Proteomics at scale: Experimental design and automated data management for large clinical cohorts (#83)

Ahmed Mohamed 1 2 , Julian Kelabora 1 , Laura Dagley 1 , Melissa Davis 2 , Andrew Webb 1
  1. Colonial Foundation Healthy Ageing Centre, WEHI, Parkville, Vic, Australia
  2. Bioinformatics division, WEHI, Parkville, Vic, Australia

Scaling proteomics profiling to large clinical cohorts presents challenges in mitigating experimental variability and streamlining data management.
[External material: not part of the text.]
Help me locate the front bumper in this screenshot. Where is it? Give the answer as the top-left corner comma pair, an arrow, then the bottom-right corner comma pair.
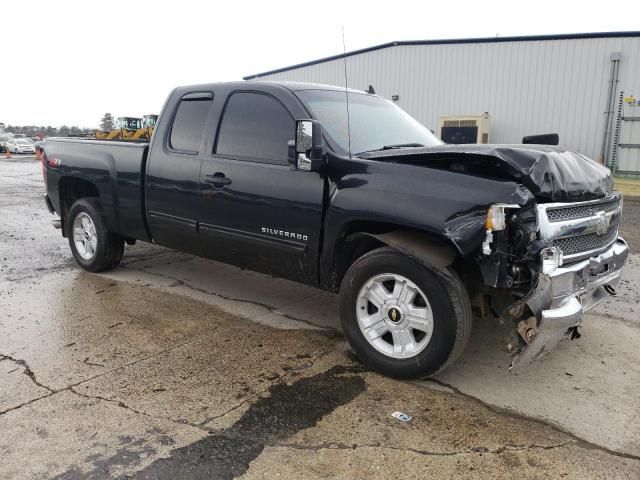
511,237 -> 629,368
The prevalence and effects of unanticipated confounding variables such as batching effect or instrument fluctuations over time, can directly hampers the discovery of robust biomarkers for such studies. Additionally, traditional software tools for proteomics data analysis are not yet tailored to processing thousands of samples. Here, we present a scalable experimental design allows minimization and estimation of confounding variables, through combination of batch design, global QC samples and spiked-in internal standards. We also established a cloud-based fully automated data processing and archiving workflow that is petabyte scalable. The workflow is hooked to a user-friendly interactive interface allowing rapid identification of instrument- and sample-related issues. The workflow will be utilised to acquire and process proteomics data for the 22,000 samples of the ASPREE cohort.